MASAI Trial: AI-assisted Mammography Screening — Clinical Safety & Workload (Bullet Notes)
Background
- MASAI trial evaluates AI-supported screen-reading versus standard double reading in population-based mammography screening.
Study Design and Participants
- Type: randomised, non-inferiority, single-blinded, parallel design.
- Population: women aged 40–80 at four Swedish screening sites; includes general screening intervals of 1.5–2 years and annual screening for moderate hereditary risk or history of breast cancer.
- Randomisation: 1:1 allocation via PACS; automated pseudo-randomization; participants and radiographers masked to allocation; radiologists reading not masked.
- Interventions: AI triage with Transpara v1.7.0: exams with risk scores 1–9 → single reading; score 10 → double reading; CAD marks for scores 8–10; radiologists have AI risk scores and CAD marks at reading time.
- Control: standard unassisted double reading.
- Outcomes: prespecified safety analysis focusing on early screening performance (cancer detection rate, recall rate, false positive rate, PPV of recall, cancer type) and screen-reading workload; primary endpoint is interval cancer rate to be assessed after 2 years in a full 100,000-participant cohort.
- Analysis populations: modified intention-to-treat (mITT); exclusions include technical recalls and non-suspicious lymphoma cases.
Key Safety Findings (Clinical Safety Analysis)
- Enrollment and analysis: 80,033 randomized (AI: 40,003; control: 40,030); 39,996 AI and 40,024 control included in the clinical safety analysis; 13 excluded.
- Cancer detection rate: AI 6.1×10−3 per participant; control 5.1×10−3 per participant; ratio RR=1.2; p=0.052.
- Recall rate: AI 0.022; control 0.020 (i.e., 2.2% vs 2.0%).
- False positive rate: AI 0.015; control 0.015 (1.5% in both).
- Positive predictive value (PPV) of recall: AI 0.283; control 0.248.
- Cancer type among detections: AI invasive 0.75 of cancers; in situ 0.25; control invasive 0.81; in situ 0.19.
- Screen-reading workload: AI readings 46,345 vs control 83,231; reduction 44.3%; total of 36,886 fewer readings.
- Interpretation: AI-supported screening detected more cancers with similar false-positive burden and substantially reduced workload; primary endpoint interval cancer rate to be evaluated in full cohort.
Post-hoc and risk-score–related findings
- High-risk group (risk score 10): cancer detection rate 72.3 per 1000; 208 of 2875 participants with cancers in this subgroup.
- Extra-high-risk group (top 1%, marked as 10H): recalls 189; cancers detected 136; PPV of recall 72.0%; detection rate 277.6 per 1000 in this category; this group contained 55.7% of all screen-detected cancers.
- Single-reading with AI (risk scores 1–9): 92.0% of exams; cancers detected by single-reading with AI: 36 (14.8\% of all cancers detected).
Strengths and Limitations
- Strengths: real-world screening setting; minimal exclusions; large sample; integration with national programme.
- Limitations: single-centre study; one mammography device and one AI system; radiologist experience may limit generalisability; potential automation bias considerations; true false-positive rate will depend on follow-up for interval cancers.
Implications for Practice
- AI-assisted triage plus detection can be considered safe and substantially reduces screen-reading workload without increasing recalls or false positives.

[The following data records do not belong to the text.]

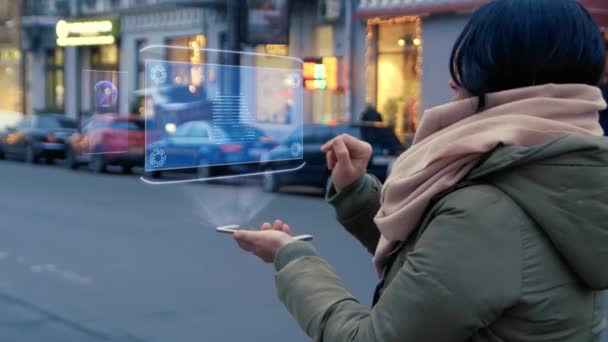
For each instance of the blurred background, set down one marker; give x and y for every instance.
(96, 254)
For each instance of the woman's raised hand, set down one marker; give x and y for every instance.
(347, 158)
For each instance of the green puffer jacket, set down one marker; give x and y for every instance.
(518, 251)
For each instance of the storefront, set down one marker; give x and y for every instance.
(315, 37)
(407, 45)
(85, 46)
(393, 69)
(10, 79)
(10, 57)
(171, 30)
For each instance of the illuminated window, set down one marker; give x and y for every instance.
(104, 57)
(141, 66)
(55, 92)
(190, 53)
(394, 57)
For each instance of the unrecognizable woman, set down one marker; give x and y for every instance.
(493, 226)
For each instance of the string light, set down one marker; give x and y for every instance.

- Primary efficacy endpoint (interval cancer rate) pending in full 100,000-participant cohort with 2-year follow-up.
- Future implementation requires careful strategy (which readings use AI data, thresholds, and monitoring of algorithm performance).
Conclusion
- AI-supported mammography screening demonstrated a similar cancer detection rate to standard double reading with a large reduction in screen-reading workload, supporting potential clinical implementation while awaiting full interval-cancer-rate data.